The rate of expansion of the universe after the Big Bang is described as Inflation. It is stated as being initially very fast then slowed. But the expansion is still continuing. Some say expansion is currently powered by Dark Energy. The equations unlike gravity say that the rate appears to be linearly proportional to distance, like Hooke's Law for springs. Initially the universe was very small, so if the spring constant is dependent on the size of the universe, could this explain the inflation? What experiment could be devised to test this?
2 Answers
The expansion caused by a cosmological constant (a particularly simple version of dark energy) is not exactly Hooke's law, it is an expansion that maintains a fixed Hubble constant. So this means $\mathrm{d}a/\mathrm{d}t = Ha$, for scale parameter $a$ and constant $H$. The solution is exponentially growing in time. Hooke's law (without the minus sign) would have the acceleration $\mathrm{d}^2 a/\mathrm{d}t^2$ being proportional to $a$, which permits more complicated solutions, but you're right it certainly has similarities if one picks out the exponentially growing solution.

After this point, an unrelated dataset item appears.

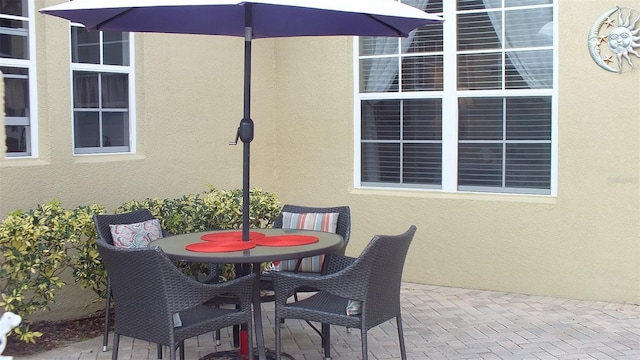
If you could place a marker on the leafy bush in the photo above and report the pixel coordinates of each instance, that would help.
(37, 245)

What's more, you are right that some treatments of inflation look like that of a cosmological constant, in that they are also exponential in time, but with a much much larger H constant (like 50 orders of magnitude larger). So if it's the same thing, then for some reason the cosmological constant must have dropped vastly in value. It's thought to be for a rather different reason, though this is all speculation. The common speculation is that the "false vacuum" went through a phase change during inflation, leading to the vacuum we have now, and the vacuum we have now has a very different cosmological constant. Maybe you can think of it as a phase change in the cosmological constant itself, I don't know. So there could be some connection, but they can't be just the same.
The big similarity between inflation and dark energy is that the preferred models for both can be described by scalar fields, however there is a huge difference between the energy scale, with the energy scale of inflation being 27 orders of magnitude bigger than the energy scale of dark energy!
Could they be related? Possibly, but the difference between the energy scales is not easy to explain. There are a number of papers proposing a relationship, but nothing that has really gone beyond speculation. Any test of a connection between the two would depend on the model used.